Oneness Biotech Co., Ltd. announced that S.C. injection formulation of FB825 has been agreed by US FDA to proceed with Phase 2 clinical trial to treat moderate-to-severe atopic dermatitis. Indication: Treatment for moderate-to-severe atopic dermatitis, allergic asthma and other IgE-mediated allergic diseases. Current development stage: File application/approved/disapproved/Each of clinical trials (include interim analysis): Subcutaneous injection formulation of FB825, anti-CemX antibody, has been agreed by US FDA to proceed with Phase 2 clinical trial.

Accumulated investment expenditure incurred: No disclosure of investment expenditure at the moment in consideration of future marketing strategies and to protect the interests of the company and investors. Market situation: Atopic dermatitis is a chronic and heterogeneous skin condition characterized by intense itching and eczematous lesions. It is the most common inflammatory skin disease in developed countries.

According to the Global Report on Atopic Dermatitis 2022 by the International Eczema Council, up to 20% of children and 10% of adults in developed nations suffer from this condition. The market for atopic dermatitis is gradually gaining attention, becoming one of the target indications for pharmaceutical companies. According to a report from Mordor Intelligence, the atopic dermatitis treatment market is estimated to be $10.06 billion in 2024, with a projected compound annual growth rate (CAGR) of 7.18%, reaching $14.23 billion by 2029.
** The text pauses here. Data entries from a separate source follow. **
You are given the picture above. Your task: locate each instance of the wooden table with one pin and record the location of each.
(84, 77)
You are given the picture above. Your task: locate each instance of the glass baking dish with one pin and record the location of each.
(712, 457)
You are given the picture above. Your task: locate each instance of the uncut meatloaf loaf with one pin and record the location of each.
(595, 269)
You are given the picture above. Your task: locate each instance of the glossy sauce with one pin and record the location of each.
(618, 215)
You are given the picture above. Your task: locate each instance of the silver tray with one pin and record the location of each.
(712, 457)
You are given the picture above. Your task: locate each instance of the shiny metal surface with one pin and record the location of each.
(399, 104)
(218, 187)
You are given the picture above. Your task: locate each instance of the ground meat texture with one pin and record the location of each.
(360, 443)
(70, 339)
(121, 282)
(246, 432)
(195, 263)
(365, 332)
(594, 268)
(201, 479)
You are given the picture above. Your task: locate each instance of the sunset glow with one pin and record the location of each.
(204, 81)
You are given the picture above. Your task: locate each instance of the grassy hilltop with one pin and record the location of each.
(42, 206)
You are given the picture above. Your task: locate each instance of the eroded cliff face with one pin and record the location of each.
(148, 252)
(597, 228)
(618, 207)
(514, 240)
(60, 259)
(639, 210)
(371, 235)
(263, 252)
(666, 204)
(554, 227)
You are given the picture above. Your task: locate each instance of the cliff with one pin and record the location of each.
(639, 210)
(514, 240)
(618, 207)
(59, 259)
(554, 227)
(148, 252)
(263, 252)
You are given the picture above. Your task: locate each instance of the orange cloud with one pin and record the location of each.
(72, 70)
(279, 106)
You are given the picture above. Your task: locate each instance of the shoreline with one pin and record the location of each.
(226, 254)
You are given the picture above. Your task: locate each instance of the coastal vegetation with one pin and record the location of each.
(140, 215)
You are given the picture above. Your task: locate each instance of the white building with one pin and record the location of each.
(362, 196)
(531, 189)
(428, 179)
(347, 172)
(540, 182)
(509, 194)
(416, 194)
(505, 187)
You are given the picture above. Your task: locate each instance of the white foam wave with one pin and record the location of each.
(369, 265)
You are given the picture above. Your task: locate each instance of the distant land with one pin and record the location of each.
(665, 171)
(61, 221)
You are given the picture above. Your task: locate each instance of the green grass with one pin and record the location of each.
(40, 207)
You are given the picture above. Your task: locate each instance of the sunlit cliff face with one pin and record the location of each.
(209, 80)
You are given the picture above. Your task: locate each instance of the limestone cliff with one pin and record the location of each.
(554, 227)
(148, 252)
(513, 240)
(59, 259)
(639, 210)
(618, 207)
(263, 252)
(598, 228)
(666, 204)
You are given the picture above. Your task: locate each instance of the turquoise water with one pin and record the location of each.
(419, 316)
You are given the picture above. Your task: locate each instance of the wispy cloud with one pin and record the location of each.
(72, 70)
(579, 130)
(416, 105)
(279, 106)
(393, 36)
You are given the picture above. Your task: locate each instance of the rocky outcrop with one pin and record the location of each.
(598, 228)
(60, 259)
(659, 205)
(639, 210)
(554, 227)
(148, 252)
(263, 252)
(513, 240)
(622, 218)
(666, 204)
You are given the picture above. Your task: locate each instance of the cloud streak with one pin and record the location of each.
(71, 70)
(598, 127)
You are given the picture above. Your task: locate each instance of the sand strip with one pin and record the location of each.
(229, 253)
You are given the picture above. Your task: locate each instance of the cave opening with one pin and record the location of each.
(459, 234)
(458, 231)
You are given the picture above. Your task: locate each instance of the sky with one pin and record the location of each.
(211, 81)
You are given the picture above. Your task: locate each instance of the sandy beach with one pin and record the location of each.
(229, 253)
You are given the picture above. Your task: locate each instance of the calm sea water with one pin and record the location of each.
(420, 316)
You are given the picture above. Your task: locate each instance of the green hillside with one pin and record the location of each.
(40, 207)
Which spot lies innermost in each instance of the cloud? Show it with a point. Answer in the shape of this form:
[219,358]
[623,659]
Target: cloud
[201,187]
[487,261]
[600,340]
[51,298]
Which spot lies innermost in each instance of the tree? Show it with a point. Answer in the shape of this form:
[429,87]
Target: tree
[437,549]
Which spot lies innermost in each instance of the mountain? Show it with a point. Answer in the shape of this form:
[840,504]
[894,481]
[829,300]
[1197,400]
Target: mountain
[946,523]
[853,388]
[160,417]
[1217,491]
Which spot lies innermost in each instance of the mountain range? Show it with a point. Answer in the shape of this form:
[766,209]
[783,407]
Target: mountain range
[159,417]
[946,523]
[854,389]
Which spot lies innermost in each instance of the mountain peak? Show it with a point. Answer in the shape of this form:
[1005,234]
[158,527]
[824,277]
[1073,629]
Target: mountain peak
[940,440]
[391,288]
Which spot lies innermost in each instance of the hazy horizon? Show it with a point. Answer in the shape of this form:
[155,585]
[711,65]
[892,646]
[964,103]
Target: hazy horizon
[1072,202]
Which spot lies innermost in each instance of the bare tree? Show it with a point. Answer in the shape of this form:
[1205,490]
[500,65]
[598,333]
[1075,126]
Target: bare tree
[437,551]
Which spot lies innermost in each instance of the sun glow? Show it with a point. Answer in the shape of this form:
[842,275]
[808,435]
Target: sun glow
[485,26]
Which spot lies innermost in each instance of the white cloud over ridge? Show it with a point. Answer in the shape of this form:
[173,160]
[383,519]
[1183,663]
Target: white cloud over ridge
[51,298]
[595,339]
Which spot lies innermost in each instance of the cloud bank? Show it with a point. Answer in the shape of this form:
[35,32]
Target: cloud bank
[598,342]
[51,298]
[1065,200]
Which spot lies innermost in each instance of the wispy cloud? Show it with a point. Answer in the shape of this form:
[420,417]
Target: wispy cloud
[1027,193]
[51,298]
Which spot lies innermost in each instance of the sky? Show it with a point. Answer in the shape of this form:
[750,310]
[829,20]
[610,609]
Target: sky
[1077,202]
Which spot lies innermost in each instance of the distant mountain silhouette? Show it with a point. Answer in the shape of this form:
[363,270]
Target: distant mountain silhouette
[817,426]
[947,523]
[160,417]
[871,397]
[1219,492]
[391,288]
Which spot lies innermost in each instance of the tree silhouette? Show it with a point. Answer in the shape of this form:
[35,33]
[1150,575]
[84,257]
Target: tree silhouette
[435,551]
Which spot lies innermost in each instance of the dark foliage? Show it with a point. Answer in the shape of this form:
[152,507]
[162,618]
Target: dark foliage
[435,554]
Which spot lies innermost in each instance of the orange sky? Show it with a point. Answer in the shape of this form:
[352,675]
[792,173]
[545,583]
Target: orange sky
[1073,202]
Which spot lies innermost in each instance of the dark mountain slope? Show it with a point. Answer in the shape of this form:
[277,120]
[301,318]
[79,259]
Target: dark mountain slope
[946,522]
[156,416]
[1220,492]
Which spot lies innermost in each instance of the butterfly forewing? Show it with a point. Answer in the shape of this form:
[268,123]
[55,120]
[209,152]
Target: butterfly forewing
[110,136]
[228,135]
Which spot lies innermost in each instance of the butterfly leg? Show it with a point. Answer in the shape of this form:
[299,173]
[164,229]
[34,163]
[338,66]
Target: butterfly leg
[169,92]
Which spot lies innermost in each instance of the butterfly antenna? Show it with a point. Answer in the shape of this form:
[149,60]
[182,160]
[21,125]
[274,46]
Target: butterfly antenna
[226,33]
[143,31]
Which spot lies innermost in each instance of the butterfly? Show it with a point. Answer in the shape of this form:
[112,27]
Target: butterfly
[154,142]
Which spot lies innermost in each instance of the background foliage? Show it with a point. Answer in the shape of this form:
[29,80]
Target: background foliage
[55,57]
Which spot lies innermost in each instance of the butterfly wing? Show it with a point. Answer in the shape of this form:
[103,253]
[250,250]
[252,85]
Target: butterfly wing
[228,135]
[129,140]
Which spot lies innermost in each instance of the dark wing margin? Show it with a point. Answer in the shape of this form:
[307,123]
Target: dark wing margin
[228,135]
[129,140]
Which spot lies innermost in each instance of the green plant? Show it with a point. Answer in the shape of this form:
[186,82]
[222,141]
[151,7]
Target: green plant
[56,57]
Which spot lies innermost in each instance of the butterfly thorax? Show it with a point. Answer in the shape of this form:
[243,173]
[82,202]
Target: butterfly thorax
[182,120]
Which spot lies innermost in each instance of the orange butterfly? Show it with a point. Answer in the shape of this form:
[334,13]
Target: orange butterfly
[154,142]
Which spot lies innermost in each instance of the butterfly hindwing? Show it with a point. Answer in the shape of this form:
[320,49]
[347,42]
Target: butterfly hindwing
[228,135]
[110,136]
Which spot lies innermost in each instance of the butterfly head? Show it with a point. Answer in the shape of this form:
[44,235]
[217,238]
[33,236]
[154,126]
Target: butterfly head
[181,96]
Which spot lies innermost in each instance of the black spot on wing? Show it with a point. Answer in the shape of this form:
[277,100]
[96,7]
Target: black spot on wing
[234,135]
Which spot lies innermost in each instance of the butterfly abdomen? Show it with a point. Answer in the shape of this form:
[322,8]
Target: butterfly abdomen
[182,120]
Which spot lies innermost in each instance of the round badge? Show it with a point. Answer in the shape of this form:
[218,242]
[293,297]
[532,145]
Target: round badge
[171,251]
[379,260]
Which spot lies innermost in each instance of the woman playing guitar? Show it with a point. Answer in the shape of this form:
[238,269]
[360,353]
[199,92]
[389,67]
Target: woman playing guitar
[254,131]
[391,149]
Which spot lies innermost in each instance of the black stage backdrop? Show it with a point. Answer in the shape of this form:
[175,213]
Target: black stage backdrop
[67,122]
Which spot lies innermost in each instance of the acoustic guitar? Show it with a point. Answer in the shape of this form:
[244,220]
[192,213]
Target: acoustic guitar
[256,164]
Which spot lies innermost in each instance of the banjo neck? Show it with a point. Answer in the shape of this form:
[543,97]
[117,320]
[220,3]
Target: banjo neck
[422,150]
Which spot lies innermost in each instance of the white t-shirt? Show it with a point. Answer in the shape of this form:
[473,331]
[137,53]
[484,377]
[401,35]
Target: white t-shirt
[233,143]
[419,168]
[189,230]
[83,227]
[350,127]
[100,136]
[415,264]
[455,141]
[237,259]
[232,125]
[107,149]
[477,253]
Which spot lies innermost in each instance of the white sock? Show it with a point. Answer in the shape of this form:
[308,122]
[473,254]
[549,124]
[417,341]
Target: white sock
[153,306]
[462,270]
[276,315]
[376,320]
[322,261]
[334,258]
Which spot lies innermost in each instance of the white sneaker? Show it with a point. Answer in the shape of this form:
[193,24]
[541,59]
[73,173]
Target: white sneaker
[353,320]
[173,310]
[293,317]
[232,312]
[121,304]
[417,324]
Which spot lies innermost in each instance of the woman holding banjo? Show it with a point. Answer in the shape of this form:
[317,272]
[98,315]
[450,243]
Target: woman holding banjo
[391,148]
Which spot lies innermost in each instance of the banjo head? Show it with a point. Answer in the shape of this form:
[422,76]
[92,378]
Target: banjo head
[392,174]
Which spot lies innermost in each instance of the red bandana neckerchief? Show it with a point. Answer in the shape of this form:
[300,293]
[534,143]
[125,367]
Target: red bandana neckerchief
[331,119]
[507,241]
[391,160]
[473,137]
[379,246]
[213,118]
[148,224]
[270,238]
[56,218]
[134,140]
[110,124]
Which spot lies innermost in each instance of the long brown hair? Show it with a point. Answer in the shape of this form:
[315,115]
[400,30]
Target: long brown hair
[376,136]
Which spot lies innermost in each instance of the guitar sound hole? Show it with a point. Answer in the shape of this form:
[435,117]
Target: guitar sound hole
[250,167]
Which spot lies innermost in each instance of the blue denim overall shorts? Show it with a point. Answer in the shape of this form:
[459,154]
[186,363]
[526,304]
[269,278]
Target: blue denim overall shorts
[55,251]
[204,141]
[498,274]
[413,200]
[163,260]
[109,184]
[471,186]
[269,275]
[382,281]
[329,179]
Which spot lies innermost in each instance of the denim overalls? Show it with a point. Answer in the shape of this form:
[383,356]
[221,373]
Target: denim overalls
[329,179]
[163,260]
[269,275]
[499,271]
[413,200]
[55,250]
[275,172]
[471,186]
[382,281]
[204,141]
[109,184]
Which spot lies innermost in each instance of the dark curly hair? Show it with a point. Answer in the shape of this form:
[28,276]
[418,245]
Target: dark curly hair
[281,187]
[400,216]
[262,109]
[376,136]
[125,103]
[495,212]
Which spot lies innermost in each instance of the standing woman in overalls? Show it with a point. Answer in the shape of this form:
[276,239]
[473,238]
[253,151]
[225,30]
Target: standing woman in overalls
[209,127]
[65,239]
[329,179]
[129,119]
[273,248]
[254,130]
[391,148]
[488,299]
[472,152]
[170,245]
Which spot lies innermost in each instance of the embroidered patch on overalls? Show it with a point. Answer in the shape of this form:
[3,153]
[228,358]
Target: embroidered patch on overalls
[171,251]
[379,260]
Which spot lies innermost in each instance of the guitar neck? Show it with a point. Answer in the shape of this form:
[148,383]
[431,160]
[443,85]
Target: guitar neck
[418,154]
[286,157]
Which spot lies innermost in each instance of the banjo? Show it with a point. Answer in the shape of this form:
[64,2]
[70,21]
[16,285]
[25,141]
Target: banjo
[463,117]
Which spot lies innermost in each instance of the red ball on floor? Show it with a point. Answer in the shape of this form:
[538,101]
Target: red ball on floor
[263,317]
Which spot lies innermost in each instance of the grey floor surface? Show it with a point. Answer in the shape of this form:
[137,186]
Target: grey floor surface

On April 22, 2024, subcutaneous injection formulation of FB825 to treat moderate-to-severe atopic dermatitis was greenlighted by TFDA to proceed with a phase II clinical trial. The trial is jointly conducted with international partner and will be concurrently implemented in multiple medical centers in the United States and Taiwan. According to Guidelines by Taipei Exchange on the Material Information Announced by Listed and OTC Companies, new drug development companies shall make public announcement when filing application for clinical trials to domestic or overseas regulatory authorities, receiving approval or disapproval, obtaining the statistical date of endpoints in each clinical trial (including interim analysis), or receiving approval or disapproval on drug license application.